Abstract 14758: Contrasting Effects of Phospholipid Linked Eicosapentaenoic Acid and Arachidonic Acid on Membrane Structure and Stability

Abstract

Background: Treatment with prescription, high dose, stable icosapent ethyl (IPE), which is metabolized to eicosapentaenoic acid (EPA), significantly reduced clinical events in high-risk patients with either cardiovascular disease or diabetes plus other risk factors (REDUCE-IT). Previous studies suggest that the benefits of EPA, an omega-3 fatty acid (O3FA), correlate positively with its levels and ratio to arachidonic acid (AA) in circulation and cellular membranes. Unlike EPA, AA is an omega-6 fatty acid (O6FA) that, along with its metabolites, contributes to inflammation and diabetes. Objective: The purpose of this study was to compare the separate and combined effects of phospholipid-linked EPA and AA on membrane structure. Methods: Small angle x-ray diffraction approaches compared the effects of 1-palmitoyl-2-eicosapentaenoyl-sn-glycero-3-phosphocholine (PL-EPA) and 1-palmitoyl-2-arachidonoyl-sn-glycero-3-phosphocholine (PL-AA) at a 1:20 ratio in membranes composed of 1-palmitoyl-2-oleoyl-sn-glycero-3-phosphocholine (POPC) and cholesterol (C) at a 0.3:1 C:PL ratio. As a control, we also evaluated membranes consisting of POPC and C only at the same C:PL ratio. Electron density profiles (electrons/Å 3 vs Å) generated from the diffraction data served to determine membrane structure, including its width or d -space, at 1 Å resolution.
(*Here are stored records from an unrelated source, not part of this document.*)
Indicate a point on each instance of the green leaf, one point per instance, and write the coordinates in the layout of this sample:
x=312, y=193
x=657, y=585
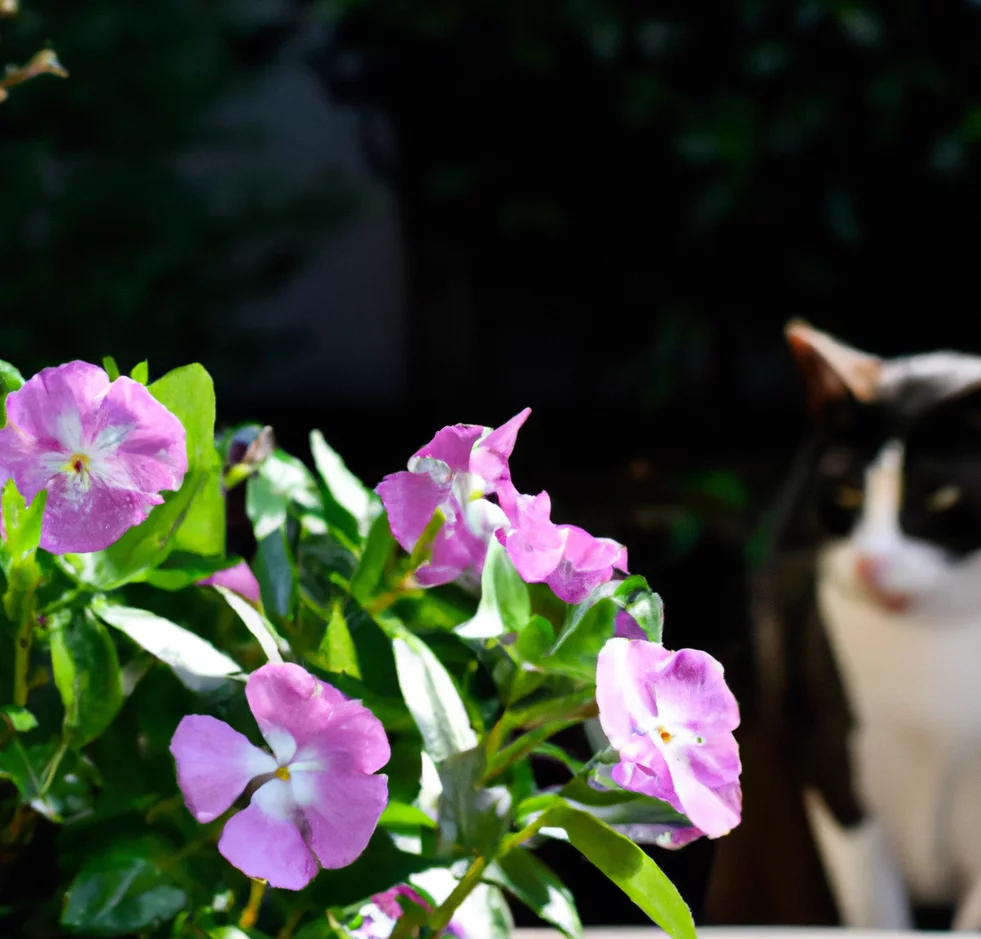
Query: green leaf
x=369, y=577
x=195, y=662
x=402, y=815
x=276, y=572
x=268, y=637
x=10, y=380
x=86, y=672
x=181, y=570
x=351, y=495
x=646, y=607
x=627, y=865
x=337, y=649
x=22, y=524
x=192, y=519
x=470, y=816
x=280, y=481
x=121, y=893
x=20, y=719
x=534, y=640
x=430, y=695
x=112, y=369
x=535, y=885
x=505, y=606
x=575, y=652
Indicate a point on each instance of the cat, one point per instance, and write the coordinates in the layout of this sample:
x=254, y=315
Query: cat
x=867, y=733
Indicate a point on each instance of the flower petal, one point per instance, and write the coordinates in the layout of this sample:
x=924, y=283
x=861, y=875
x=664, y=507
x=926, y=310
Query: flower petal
x=341, y=811
x=88, y=515
x=410, y=499
x=489, y=459
x=239, y=579
x=214, y=764
x=452, y=445
x=264, y=840
x=534, y=544
x=56, y=403
x=692, y=692
x=137, y=441
x=291, y=706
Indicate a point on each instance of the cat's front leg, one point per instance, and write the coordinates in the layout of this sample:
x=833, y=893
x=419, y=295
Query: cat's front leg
x=862, y=869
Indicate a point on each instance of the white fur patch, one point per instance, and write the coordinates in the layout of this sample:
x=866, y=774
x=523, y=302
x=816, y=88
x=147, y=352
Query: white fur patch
x=914, y=681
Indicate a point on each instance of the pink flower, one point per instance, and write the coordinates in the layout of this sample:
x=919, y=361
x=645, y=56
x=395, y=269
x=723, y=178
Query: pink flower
x=452, y=473
x=671, y=716
x=571, y=561
x=239, y=579
x=103, y=451
x=315, y=800
x=383, y=912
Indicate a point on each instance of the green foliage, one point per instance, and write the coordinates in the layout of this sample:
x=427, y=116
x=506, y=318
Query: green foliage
x=113, y=649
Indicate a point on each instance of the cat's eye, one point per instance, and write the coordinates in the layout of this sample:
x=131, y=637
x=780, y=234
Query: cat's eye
x=848, y=497
x=944, y=498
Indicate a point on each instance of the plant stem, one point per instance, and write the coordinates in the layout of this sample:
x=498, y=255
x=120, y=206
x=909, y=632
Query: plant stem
x=522, y=747
x=22, y=646
x=257, y=889
x=441, y=916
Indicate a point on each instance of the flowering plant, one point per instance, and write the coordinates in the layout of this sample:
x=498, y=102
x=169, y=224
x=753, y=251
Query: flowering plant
x=339, y=735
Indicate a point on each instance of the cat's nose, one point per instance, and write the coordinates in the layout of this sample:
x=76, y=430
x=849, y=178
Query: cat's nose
x=869, y=572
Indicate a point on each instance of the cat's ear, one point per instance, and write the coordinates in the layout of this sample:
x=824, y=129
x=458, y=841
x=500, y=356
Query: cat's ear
x=832, y=371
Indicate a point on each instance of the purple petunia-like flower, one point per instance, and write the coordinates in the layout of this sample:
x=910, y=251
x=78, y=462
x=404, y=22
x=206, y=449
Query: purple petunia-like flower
x=571, y=561
x=103, y=451
x=383, y=912
x=315, y=799
x=452, y=473
x=671, y=717
x=239, y=579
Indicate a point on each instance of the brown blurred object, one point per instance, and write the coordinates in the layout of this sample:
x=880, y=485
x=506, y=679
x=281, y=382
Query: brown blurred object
x=767, y=872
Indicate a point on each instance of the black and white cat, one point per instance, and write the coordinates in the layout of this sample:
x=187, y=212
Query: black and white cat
x=869, y=632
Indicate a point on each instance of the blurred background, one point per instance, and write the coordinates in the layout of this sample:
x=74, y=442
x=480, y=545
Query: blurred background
x=378, y=217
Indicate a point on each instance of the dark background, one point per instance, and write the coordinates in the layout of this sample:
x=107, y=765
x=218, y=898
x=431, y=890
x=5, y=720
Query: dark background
x=382, y=216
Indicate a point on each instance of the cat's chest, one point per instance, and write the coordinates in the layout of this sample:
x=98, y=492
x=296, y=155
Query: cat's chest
x=915, y=688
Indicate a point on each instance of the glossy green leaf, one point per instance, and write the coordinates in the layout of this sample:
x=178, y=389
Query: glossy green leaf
x=536, y=885
x=280, y=481
x=121, y=893
x=627, y=865
x=86, y=672
x=379, y=548
x=471, y=816
x=19, y=719
x=195, y=661
x=505, y=606
x=431, y=696
x=402, y=815
x=578, y=646
x=191, y=519
x=22, y=524
x=337, y=649
x=268, y=637
x=349, y=494
x=10, y=380
x=276, y=572
x=636, y=597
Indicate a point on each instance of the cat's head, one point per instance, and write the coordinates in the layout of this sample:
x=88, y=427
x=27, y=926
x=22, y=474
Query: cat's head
x=892, y=494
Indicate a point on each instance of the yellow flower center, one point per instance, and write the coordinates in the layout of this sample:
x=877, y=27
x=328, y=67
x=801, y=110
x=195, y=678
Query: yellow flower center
x=78, y=463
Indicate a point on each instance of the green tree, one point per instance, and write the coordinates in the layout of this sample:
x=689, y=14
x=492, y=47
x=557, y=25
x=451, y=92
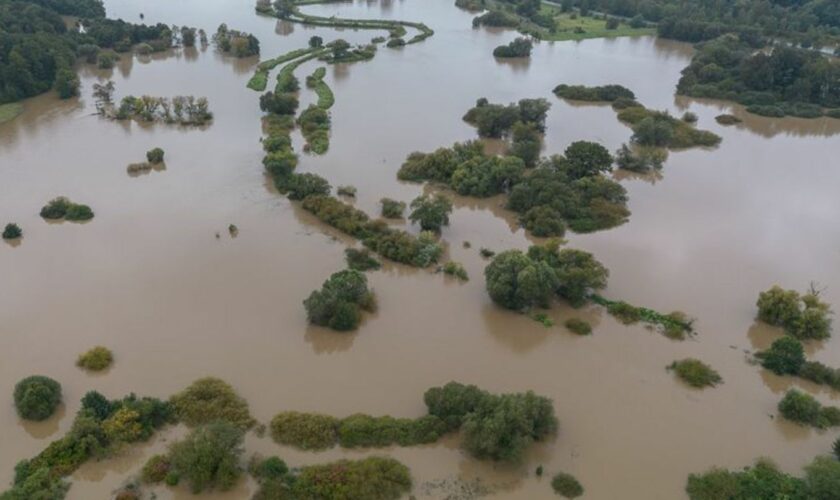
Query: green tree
x=431, y=213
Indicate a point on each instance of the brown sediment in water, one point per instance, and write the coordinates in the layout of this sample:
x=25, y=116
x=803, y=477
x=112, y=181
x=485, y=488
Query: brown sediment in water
x=149, y=279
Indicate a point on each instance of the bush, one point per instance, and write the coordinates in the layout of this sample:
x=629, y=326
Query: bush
x=457, y=270
x=155, y=469
x=339, y=303
x=37, y=397
x=802, y=408
x=566, y=485
x=306, y=431
x=695, y=373
x=96, y=359
x=361, y=260
x=155, y=155
x=373, y=477
x=431, y=212
x=517, y=282
x=578, y=326
x=210, y=399
x=786, y=356
x=208, y=457
x=392, y=209
x=12, y=231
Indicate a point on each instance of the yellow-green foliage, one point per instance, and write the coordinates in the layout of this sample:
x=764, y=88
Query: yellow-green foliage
x=307, y=431
x=96, y=359
x=209, y=399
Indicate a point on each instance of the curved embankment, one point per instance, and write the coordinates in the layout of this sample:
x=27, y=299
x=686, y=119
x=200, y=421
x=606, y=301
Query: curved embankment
x=396, y=28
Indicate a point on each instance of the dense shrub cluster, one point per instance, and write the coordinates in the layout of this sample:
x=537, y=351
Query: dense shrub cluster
x=804, y=317
x=695, y=373
x=520, y=47
x=62, y=208
x=606, y=93
x=496, y=427
x=237, y=43
x=210, y=399
x=781, y=81
x=372, y=477
x=660, y=129
x=340, y=301
x=96, y=359
x=37, y=397
x=496, y=120
x=802, y=408
x=521, y=281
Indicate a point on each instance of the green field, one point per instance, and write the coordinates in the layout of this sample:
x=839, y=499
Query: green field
x=10, y=111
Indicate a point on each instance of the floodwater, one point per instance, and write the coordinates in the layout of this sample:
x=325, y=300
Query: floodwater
x=149, y=278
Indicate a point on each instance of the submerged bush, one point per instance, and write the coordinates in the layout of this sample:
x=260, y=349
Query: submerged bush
x=210, y=399
x=566, y=485
x=12, y=231
x=307, y=431
x=695, y=373
x=339, y=303
x=578, y=326
x=208, y=458
x=96, y=359
x=37, y=397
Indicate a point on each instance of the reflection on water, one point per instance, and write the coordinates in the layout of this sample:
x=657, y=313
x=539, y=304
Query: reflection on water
x=148, y=279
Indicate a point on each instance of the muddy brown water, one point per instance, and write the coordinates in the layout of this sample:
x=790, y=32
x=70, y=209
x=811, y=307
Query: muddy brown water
x=149, y=279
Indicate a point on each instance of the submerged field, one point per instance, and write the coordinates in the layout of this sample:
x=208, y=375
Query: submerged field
x=149, y=279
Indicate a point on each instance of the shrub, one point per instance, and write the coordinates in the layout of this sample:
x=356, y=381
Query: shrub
x=208, y=457
x=339, y=303
x=155, y=469
x=210, y=399
x=566, y=485
x=361, y=260
x=695, y=373
x=12, y=231
x=578, y=326
x=431, y=213
x=517, y=282
x=786, y=356
x=37, y=397
x=155, y=155
x=392, y=209
x=457, y=270
x=96, y=359
x=307, y=431
x=802, y=408
x=373, y=477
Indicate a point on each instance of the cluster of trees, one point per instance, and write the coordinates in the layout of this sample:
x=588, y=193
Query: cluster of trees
x=340, y=301
x=809, y=22
x=520, y=47
x=765, y=480
x=63, y=208
x=695, y=373
x=181, y=110
x=803, y=316
x=804, y=409
x=786, y=356
x=101, y=427
x=521, y=281
x=372, y=477
x=777, y=82
x=237, y=43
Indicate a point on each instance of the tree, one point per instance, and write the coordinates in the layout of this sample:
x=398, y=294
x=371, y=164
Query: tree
x=208, y=457
x=518, y=282
x=431, y=213
x=786, y=356
x=37, y=397
x=586, y=159
x=66, y=83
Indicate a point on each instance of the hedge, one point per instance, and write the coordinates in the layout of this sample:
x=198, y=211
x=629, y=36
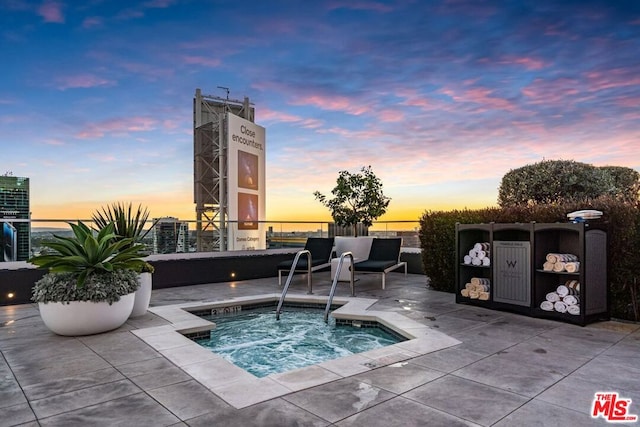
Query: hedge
x=437, y=239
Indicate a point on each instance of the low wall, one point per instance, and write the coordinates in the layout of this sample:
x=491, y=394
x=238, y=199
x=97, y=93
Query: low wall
x=171, y=270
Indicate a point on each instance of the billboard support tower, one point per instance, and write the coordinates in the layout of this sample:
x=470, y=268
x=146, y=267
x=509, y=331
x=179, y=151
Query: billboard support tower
x=210, y=165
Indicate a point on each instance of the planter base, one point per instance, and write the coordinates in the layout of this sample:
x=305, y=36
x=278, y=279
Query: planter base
x=86, y=317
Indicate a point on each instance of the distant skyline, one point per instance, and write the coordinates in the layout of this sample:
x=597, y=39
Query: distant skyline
x=441, y=98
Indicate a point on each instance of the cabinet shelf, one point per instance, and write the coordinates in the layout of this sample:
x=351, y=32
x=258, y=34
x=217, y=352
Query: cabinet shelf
x=516, y=285
x=559, y=273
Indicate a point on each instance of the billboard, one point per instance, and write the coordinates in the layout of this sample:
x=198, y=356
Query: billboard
x=246, y=184
x=9, y=243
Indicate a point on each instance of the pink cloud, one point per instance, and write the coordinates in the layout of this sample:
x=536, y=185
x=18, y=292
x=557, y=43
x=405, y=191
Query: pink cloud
x=82, y=81
x=333, y=103
x=51, y=11
x=361, y=5
x=54, y=142
x=159, y=4
x=268, y=115
x=117, y=126
x=551, y=92
x=92, y=22
x=391, y=115
x=611, y=79
x=527, y=62
x=202, y=60
x=482, y=96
Results: Addition of PL-EPA increased membrane hydrocarbon core electron density over a broad area ± 0-10 Å from the membrane center, indicating a stabilizing effect on surrounding phospholipid acyl chains. By contrast, PL-AA caused a smaller, bimodal increase in electron density centered at ± 7 Å from the center of the membrane corresponding to its terminal double bonds. The membrane widths of the PL-EPA and PL-AA containing membranes were similar at 58 ± 0.7 Å and 57 ± 0.5 Å, respectively. The combination of PL-EPA with PL-AA highly attenuated the stabilizing effects of EPA on the membrane. Conclusion: PL-EPA causes membrane stability in a manner that is disrupted by the presence of PL-AA. The contrasting effects of PL-EPA and PL-AA on membrane structure may contribute to differences in biological activity.